In 2011 Berkshire Hathaway Annual meeting, Warren Buffett described three different types of asset classes which broadly cover most of the investing opportunities available for an investor. He also shared some thoughts on which one he prefers to invest in and his rational for the same.

The first type of asset class which Warren talks about is anything that can be denominated in currency. It includes cash, bonds, bank deposits, money market fund or anything similar. Regarding this type of investments, Warren explains, “Almost all currencies have declined in value over time.” This clearly suggests that Warren is not a fan of these type of investments since historical track record is not lucrative. It is important to note that Warren looks at these investments with a long time horizon and in the short run, investor might find some lucrative opportunities to invest in this asset class.

Second asset class Warren talks about are items that an investor buys which does not produce anything but the investor hopes that someone will pay more for the same later on. Warren says. “The classic case of that is Gold.” Warren says that even though investors around the world try to find some value in this type of investments, investors undermine the fact that these assets are not going to do anything for them. He explains that you can own all the gold available in the world and then store it, sit on it, fondle it or do whatever but you are not going to make money on it until you find someone who is willing to pay higher price, for whatever reasons, that your purchase price. These assets includes commodities such as gold, bitcoin (as per Warren!), potentially NFTs and other similar non-producing assets.

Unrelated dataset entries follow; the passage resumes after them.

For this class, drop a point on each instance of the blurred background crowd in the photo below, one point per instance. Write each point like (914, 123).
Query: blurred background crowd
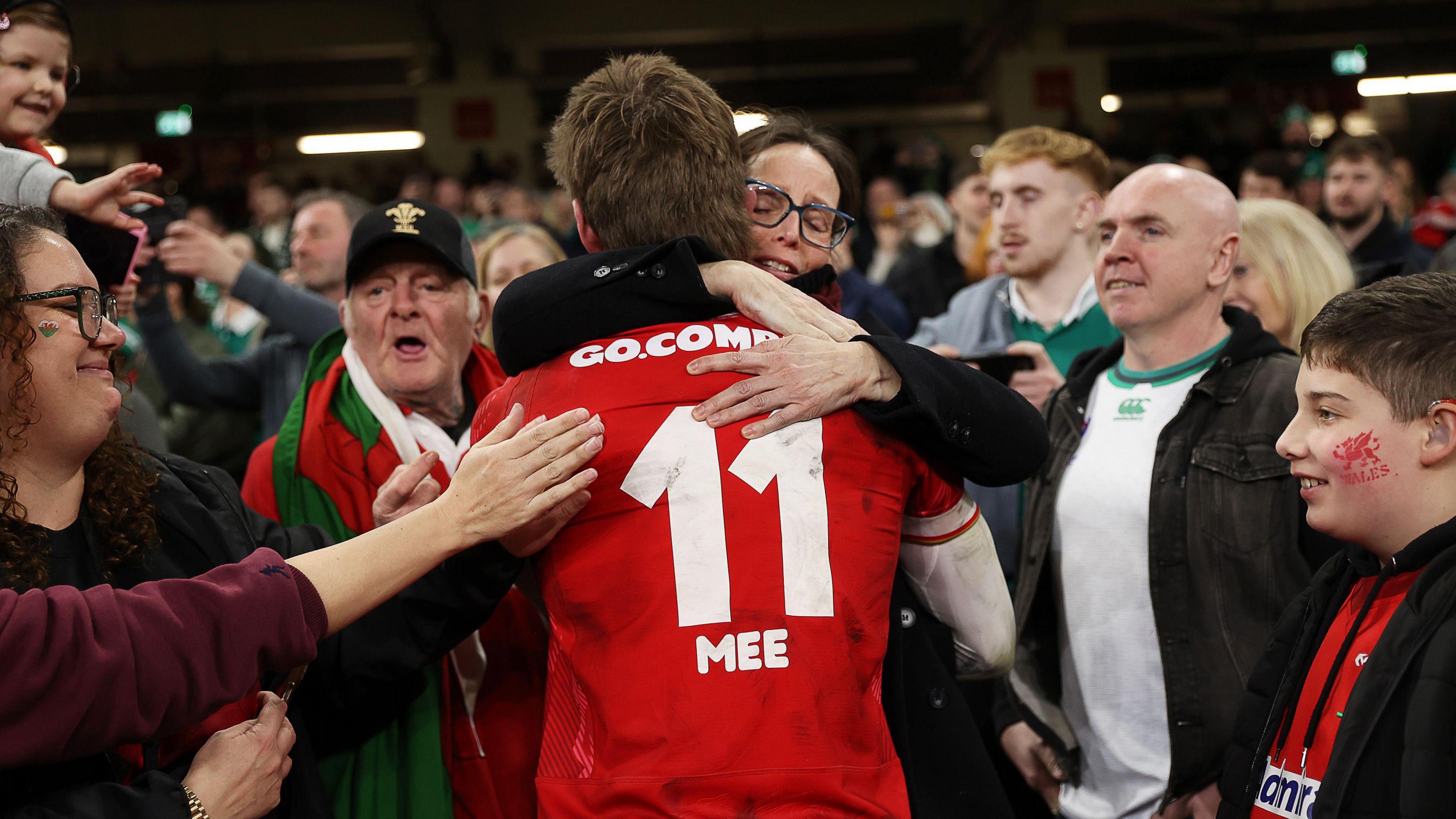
(244, 105)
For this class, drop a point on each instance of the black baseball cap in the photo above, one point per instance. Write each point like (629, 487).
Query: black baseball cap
(416, 222)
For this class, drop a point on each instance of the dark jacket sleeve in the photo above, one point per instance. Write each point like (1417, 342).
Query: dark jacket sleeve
(88, 671)
(946, 410)
(370, 670)
(222, 384)
(151, 796)
(302, 314)
(959, 416)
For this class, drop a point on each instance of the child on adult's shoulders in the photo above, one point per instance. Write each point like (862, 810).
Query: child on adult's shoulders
(1355, 700)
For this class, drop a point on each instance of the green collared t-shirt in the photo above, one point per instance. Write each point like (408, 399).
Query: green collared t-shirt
(1065, 342)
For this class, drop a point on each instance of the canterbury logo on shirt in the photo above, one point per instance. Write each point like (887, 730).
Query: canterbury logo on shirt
(1132, 410)
(1286, 793)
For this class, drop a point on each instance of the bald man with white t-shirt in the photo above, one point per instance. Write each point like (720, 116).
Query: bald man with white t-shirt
(1165, 534)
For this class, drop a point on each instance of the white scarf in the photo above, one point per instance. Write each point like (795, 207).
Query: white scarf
(408, 432)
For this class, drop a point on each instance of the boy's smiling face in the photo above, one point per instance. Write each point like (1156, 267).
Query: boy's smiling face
(1359, 465)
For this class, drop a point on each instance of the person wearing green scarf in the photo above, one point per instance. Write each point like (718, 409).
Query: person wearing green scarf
(395, 387)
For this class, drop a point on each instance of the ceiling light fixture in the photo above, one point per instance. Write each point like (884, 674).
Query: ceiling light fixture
(360, 143)
(1416, 83)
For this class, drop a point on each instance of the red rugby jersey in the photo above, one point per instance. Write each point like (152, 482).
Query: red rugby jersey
(720, 611)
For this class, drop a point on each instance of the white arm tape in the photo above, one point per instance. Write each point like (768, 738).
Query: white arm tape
(953, 568)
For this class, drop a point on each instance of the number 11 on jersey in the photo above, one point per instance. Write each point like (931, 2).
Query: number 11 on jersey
(682, 463)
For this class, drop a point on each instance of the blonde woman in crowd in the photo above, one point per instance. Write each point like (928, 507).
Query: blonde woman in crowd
(511, 253)
(1289, 266)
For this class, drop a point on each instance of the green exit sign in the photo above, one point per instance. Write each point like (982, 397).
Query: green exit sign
(175, 123)
(1349, 63)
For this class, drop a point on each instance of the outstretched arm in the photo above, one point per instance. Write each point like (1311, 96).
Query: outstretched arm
(960, 582)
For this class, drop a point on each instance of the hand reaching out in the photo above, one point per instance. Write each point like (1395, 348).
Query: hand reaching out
(102, 199)
(241, 770)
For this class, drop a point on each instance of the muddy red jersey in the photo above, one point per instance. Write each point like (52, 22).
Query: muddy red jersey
(720, 611)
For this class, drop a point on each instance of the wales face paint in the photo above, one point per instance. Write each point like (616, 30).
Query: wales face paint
(1359, 457)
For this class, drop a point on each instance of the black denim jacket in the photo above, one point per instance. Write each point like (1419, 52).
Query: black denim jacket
(1225, 549)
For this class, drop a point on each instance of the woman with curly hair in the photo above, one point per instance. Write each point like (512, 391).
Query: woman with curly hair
(82, 506)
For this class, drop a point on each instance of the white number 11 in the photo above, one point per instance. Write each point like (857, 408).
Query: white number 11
(682, 461)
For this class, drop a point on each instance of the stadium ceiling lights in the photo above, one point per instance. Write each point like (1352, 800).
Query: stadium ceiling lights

Third type of asset which Warren describes are assets that will produce something in future. This can include assets such as farms, apartment buildings, businesses etc. Warren further explains, “You decide how much you pay (for the asset) based on how much you thing the asset itself will deliver over time and those are the assets that appeal to me and Charlie.” Warren further expands by saying that based on how much the asset will produce, may it be a farm or a business or something similar, and what kind of costs you are expected to incur in future, an investor can make estimates of the value of asset. This is the same approach with which Warren pursues his investments, may it be in stocks or buying entire businesses. He looks at the expected yield or what the asset will produce in future, cashflows and earnings in case of businesses, and makes judgment about its valuation.

Key Takeaways:

  1. For an investor, broadly classifying, there are three asset classes: 1) currency related 2) non-producing assets 3) producing assets.
  2. Warren and Charlie prefer investing in third type of asset classes, this includes mainly businesses which are expected to produce cashflows and earnings in future.
  3. What asset classes have you invested in?